# Camel Hair Blazer



## Lebewohl (May 21, 2009)

My dad bought me a BB camel hair blazer. I used to wear it all the time until I started to realize that the only other people I'd see wearing one in my neck of the woods were all over sixty. I've been a little self conscious about wearing it out lately. Could you guys offer age appropriate ways I could wear it? I'm thirty three by the way.


----------



## Nico01 (Jan 8, 2009)

Most importantly, the jacket should be a two button model (or roll to the second button) The deep V will make it look more energetic and more dramatic.

You could wear it very casually, with no tie and a white, pale blue, or pink buttondown shirt with the top one or two buttons open. Alternatively, you could pair it with flashy ties: bright pink, orange and blue, maybe a paisley pattern. Again, the idea is vibrant and dramatic, rather than dull or conservative.

As for pants, I wear my camelhair with slim-ish brown pants usually. A nice, darker pair of jeans are a good option to give it a youthful look.

(Pics coming soon)


----------



## Fiat Justicia (May 9, 2009)

I would say get it tailored to look fitted, and then wear it with slim pants. Chinos in white or jeans, perhaps? Make sure your tie colors are interesting. I think shirts with patterns might look "younger," but in a good way.

I quite like the way these two look, especially the one with the sharkskin pants. Admittedly they are just khaki-colored blazers, but I think they're applicable:

https://www.pikepine.com/2007/05/western-bridge-sodo-seattle.html


----------



## Nico01 (Jan 8, 2009)

Ok, as promised, I have pictures. Sorry that the pics are not great; they would be much more flattering had I been able to photograph from shoulder height. I also realized that, since camelhair is an autumn/winter weight jacket, you could wear a nice bright sweater with it.

https://img301.imageshack.us/my.php?image=img2528.jpghttps://img54.imageshack.us/my.php?image=img2529.jpghttps://img2.imageshack.us/my.php?image=img2530.jpg


----------



## ErikinWest (Jun 18, 2008)

It looks like a very nice Camel Hair coat.... I don't think you should have any qualms about wearing it! I'd wear one and I'm only 19!

Cheers,
Erik


----------



## paul winston (Jun 3, 2006)

There is certainly no "age appropriateness" for wearing a camel hair blazer. It is one of the classics. If you like the jacket, wear it !
Paul Winston
Winston Tailors
www.Chipp2.com
www.chipp2.com/blog/


----------



## DCLawyer68 (Jun 1, 2009)

I've had a camel hair sports coat since I was 35. It's definitely not an "old man's" item. Pair it with dark brown or gray pants for dress up, jeans for a more casual look, or a v-neck sweater for in between. 

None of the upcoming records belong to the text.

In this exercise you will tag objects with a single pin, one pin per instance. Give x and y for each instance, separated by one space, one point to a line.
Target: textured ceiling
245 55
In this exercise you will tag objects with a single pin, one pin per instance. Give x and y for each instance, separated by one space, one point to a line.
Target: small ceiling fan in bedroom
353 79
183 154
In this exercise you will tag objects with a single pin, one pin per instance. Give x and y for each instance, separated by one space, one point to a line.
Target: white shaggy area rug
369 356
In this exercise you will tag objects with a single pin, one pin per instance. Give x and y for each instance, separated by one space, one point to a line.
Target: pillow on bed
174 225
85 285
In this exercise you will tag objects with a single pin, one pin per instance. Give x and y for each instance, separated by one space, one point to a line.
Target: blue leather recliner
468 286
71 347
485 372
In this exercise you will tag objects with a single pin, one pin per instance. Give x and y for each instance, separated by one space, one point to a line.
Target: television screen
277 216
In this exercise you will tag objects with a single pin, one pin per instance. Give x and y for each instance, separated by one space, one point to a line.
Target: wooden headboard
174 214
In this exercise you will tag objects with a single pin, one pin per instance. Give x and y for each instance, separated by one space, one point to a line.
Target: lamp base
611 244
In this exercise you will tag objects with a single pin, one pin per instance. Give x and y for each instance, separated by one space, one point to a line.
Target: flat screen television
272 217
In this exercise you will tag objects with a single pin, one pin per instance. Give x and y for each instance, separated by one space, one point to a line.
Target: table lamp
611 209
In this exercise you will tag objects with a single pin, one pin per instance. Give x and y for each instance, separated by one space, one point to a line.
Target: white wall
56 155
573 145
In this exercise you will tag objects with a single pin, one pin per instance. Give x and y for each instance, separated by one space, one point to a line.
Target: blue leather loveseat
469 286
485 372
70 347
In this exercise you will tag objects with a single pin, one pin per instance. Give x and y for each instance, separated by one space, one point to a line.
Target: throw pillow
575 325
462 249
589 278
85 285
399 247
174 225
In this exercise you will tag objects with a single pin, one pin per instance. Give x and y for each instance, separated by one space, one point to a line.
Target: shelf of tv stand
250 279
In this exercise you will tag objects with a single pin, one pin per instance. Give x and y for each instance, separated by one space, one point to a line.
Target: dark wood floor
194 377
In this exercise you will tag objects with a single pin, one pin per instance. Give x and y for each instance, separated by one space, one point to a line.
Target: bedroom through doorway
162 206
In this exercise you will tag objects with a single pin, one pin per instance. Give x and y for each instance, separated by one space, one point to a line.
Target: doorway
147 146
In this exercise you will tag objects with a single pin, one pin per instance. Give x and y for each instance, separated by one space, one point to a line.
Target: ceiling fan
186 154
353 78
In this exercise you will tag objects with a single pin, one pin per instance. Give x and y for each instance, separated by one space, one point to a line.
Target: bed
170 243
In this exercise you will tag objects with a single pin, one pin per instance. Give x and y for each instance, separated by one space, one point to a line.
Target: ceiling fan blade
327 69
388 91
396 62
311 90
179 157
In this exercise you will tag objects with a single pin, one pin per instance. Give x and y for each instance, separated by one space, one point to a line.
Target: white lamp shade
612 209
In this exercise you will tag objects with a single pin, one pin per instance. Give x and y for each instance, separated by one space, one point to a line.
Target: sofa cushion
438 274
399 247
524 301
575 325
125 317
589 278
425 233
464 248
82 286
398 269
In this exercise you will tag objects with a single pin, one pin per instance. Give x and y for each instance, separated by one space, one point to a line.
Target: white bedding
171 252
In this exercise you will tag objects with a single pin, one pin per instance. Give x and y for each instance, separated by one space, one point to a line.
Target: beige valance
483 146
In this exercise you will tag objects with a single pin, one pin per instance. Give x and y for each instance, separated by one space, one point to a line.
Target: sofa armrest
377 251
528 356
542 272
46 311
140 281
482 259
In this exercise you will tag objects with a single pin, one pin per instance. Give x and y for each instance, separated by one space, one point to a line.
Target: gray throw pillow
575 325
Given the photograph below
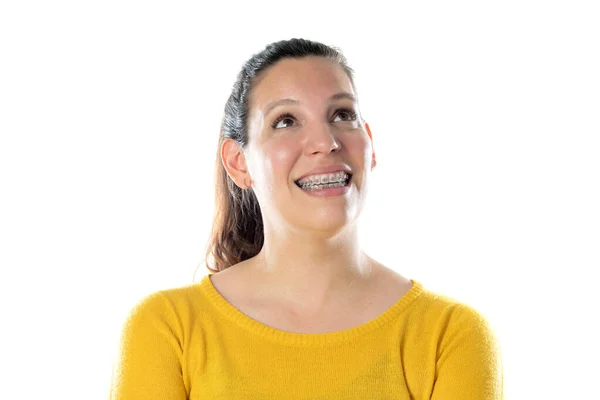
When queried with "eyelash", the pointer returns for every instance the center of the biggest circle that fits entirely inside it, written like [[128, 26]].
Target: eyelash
[[283, 116]]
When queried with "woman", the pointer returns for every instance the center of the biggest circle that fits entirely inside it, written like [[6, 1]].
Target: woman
[[292, 307]]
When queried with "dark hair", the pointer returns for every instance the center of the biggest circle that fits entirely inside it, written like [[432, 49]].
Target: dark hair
[[237, 231]]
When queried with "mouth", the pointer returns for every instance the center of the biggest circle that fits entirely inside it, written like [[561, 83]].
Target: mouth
[[346, 182]]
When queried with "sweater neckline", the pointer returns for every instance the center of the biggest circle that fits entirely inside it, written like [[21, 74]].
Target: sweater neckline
[[244, 321]]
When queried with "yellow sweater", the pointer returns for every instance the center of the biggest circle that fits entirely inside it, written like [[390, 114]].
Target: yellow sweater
[[190, 343]]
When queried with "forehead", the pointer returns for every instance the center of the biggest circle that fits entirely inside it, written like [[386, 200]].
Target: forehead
[[307, 79]]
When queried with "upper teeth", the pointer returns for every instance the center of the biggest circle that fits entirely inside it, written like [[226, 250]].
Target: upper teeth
[[324, 178]]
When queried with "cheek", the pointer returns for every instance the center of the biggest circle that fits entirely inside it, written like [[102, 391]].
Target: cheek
[[279, 160]]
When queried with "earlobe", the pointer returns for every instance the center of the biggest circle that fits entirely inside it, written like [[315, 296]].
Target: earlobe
[[234, 162]]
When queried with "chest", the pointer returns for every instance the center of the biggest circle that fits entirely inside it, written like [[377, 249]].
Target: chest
[[343, 315]]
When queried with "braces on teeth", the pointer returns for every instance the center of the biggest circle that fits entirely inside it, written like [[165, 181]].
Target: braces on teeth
[[325, 182]]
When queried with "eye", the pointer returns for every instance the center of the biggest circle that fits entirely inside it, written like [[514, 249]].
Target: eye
[[282, 117], [350, 114]]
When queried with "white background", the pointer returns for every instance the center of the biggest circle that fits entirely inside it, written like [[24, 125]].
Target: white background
[[485, 120]]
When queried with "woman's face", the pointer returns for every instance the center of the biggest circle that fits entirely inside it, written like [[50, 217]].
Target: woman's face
[[318, 124]]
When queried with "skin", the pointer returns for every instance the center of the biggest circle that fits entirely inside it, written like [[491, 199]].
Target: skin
[[311, 261]]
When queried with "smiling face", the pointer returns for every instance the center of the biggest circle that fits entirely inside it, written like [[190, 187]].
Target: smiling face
[[303, 115]]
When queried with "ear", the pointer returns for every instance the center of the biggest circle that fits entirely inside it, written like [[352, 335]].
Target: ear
[[374, 162], [234, 161]]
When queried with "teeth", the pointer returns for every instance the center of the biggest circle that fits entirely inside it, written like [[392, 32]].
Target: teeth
[[324, 182], [324, 179]]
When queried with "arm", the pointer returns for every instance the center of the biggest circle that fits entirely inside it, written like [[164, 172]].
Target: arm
[[150, 353], [469, 363]]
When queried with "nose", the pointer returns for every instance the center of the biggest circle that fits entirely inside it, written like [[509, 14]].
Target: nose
[[321, 138]]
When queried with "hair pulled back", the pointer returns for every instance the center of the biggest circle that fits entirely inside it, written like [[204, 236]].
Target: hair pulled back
[[237, 229]]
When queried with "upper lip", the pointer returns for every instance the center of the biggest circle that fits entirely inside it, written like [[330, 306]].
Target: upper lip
[[325, 169]]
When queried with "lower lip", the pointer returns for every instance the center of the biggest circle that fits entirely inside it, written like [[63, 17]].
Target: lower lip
[[330, 192]]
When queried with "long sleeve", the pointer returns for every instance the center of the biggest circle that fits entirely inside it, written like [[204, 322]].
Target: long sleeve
[[469, 363], [149, 364]]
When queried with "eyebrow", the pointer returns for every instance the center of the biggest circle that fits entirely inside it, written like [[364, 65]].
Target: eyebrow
[[277, 103]]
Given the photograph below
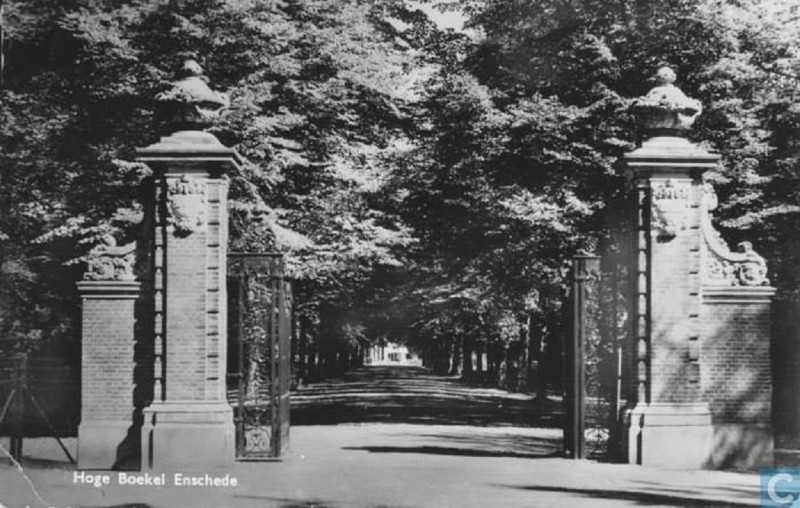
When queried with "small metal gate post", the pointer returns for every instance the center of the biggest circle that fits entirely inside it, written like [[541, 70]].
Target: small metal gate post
[[584, 269], [260, 354]]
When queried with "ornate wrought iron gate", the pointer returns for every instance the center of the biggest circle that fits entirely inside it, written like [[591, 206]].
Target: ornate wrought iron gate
[[259, 353], [593, 362]]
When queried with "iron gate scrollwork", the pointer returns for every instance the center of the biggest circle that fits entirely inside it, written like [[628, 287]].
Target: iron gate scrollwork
[[259, 353]]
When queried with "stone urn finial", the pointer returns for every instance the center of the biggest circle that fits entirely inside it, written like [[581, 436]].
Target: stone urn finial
[[190, 104], [666, 110]]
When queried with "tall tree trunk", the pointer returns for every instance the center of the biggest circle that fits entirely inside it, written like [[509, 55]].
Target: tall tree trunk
[[466, 356]]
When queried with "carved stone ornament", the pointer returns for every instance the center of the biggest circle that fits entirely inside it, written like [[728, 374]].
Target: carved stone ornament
[[670, 208], [722, 267], [109, 262], [666, 109], [186, 206], [190, 104]]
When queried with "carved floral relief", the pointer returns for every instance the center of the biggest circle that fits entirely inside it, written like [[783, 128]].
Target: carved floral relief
[[745, 267], [186, 206], [670, 207], [109, 262]]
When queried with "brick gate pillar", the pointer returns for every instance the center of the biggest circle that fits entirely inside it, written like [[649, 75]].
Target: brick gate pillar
[[691, 351], [108, 296], [190, 423]]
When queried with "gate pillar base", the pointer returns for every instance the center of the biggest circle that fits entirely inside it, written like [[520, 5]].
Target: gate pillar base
[[188, 435], [101, 443], [669, 435]]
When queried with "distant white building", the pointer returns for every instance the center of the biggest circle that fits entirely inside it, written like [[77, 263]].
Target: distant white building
[[391, 354]]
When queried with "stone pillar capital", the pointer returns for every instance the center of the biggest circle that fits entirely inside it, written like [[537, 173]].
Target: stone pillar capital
[[190, 152]]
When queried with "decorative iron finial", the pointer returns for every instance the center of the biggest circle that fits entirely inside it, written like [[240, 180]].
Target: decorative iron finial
[[190, 104], [666, 110]]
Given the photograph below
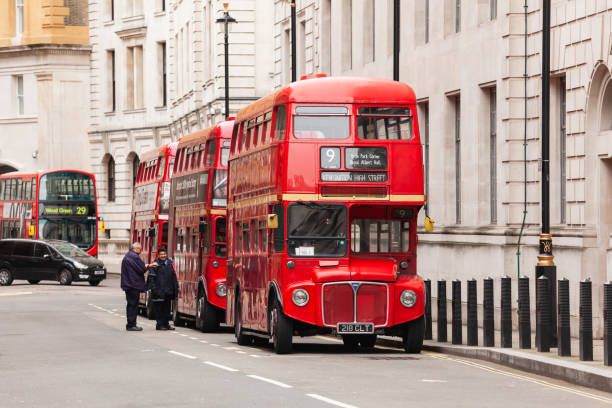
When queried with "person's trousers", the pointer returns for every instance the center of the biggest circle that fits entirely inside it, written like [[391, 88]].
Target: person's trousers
[[131, 310], [162, 312]]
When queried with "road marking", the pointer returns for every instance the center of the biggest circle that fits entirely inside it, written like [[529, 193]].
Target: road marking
[[274, 382], [15, 294], [182, 355], [330, 401], [226, 368], [524, 378]]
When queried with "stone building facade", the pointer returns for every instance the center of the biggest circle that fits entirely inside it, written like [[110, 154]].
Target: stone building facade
[[44, 85], [475, 66], [158, 74]]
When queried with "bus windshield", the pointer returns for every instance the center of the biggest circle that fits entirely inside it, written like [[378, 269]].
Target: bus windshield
[[316, 230], [66, 186]]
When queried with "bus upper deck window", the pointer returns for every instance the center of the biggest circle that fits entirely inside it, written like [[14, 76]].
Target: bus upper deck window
[[321, 122], [384, 123]]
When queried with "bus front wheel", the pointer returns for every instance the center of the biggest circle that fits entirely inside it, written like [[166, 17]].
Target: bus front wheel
[[282, 330], [414, 332]]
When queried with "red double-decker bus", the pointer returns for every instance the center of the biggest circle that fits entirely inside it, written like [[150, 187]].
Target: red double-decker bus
[[150, 206], [326, 181], [198, 225], [57, 205]]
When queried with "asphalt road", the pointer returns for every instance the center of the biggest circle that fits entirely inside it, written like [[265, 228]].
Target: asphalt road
[[67, 347]]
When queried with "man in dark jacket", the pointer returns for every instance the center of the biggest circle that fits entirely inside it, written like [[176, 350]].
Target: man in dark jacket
[[164, 288], [132, 283]]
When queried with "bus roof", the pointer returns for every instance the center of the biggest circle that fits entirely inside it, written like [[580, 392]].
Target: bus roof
[[223, 129], [334, 90], [165, 150]]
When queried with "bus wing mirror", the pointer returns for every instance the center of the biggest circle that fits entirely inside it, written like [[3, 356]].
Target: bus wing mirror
[[272, 221], [202, 227]]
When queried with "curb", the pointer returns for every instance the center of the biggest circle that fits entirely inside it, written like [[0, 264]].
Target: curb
[[591, 377]]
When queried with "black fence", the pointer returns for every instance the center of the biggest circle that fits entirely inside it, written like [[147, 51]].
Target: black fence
[[548, 317]]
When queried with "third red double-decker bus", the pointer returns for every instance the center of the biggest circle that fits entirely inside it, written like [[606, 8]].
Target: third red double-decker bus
[[150, 206], [198, 225], [325, 184]]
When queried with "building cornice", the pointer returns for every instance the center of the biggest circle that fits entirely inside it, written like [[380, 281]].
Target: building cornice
[[44, 49]]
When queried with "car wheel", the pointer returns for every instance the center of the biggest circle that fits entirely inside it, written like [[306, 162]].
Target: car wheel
[[206, 316], [413, 335], [65, 277], [282, 330], [6, 277], [241, 339]]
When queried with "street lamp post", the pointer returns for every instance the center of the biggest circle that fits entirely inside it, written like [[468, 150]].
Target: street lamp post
[[226, 19], [545, 265]]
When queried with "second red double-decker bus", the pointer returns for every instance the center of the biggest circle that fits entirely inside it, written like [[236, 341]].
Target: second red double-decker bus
[[198, 225], [150, 207], [50, 205], [326, 181]]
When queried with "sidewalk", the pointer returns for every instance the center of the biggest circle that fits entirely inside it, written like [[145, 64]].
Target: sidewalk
[[593, 374]]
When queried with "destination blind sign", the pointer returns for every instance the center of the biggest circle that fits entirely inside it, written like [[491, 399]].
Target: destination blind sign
[[64, 210], [366, 158], [354, 176]]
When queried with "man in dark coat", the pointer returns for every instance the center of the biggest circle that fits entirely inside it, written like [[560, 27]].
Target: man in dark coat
[[164, 288], [132, 282]]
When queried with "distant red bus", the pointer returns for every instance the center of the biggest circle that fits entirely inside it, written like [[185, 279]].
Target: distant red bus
[[326, 181], [57, 204], [198, 225], [150, 205]]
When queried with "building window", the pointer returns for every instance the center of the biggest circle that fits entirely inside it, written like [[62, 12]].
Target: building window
[[562, 150], [110, 179], [162, 73], [493, 152], [19, 94], [457, 16], [457, 134], [111, 90], [19, 16]]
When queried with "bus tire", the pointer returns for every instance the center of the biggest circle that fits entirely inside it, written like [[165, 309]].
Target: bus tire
[[241, 339], [6, 277], [149, 310], [414, 332], [281, 329], [206, 315], [65, 277]]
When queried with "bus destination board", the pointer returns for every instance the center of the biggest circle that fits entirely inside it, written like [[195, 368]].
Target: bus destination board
[[365, 158], [354, 176]]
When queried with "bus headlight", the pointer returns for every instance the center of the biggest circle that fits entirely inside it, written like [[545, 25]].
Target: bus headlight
[[408, 298], [300, 297]]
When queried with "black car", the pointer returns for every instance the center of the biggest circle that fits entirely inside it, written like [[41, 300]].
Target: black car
[[47, 260]]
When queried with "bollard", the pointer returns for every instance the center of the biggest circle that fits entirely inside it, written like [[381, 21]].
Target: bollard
[[456, 318], [506, 312], [542, 315], [524, 314], [564, 347], [607, 323], [472, 313], [428, 328], [585, 330], [442, 311], [488, 318]]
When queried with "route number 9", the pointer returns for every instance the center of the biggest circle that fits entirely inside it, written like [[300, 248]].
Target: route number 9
[[330, 157]]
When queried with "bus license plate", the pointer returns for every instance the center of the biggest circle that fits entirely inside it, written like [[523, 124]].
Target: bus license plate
[[355, 328]]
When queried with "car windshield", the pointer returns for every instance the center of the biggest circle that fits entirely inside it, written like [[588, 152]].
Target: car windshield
[[317, 230], [69, 250]]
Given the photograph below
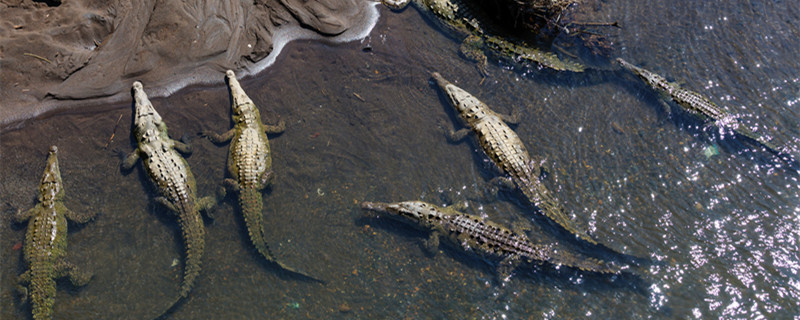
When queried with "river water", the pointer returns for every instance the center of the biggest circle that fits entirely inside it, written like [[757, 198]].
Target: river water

Other than being a fall-winter weight material, it's a highly versatile garment.


----------



## bbcrock (Feb 13, 2009)

I think those photos look appropriately casual. it's been a while since I've been even to Chi, so I don't know how people are dressing in Champaign, but I think as shown in those photos the camel hair blazer looks fine.

I believe that young people look fine in:
corduroy jackets
blue blazers
camelhair blazers

but they cannot pull off plaids outside of grey glen plaid, deeply colored blazers such as green, red or yellow blazers that I see retired golfers wear. I don't think anyone under 40 could pull that off.


----------



## Lebewohl (May 21, 2009)

These are fantastic suggestions. I have enough items to try these recommendations. Thanks especially for the photos.


----------



## lookirishdressbritishtr (Apr 3, 2009)

I am 26 and own one. It's certainly not my favorite thing to pull out of the closet, but I enjoy wearing it on cold days. I typically wear it on weekends during the daytime with a silk or cashmere collared sweater underneath.


----------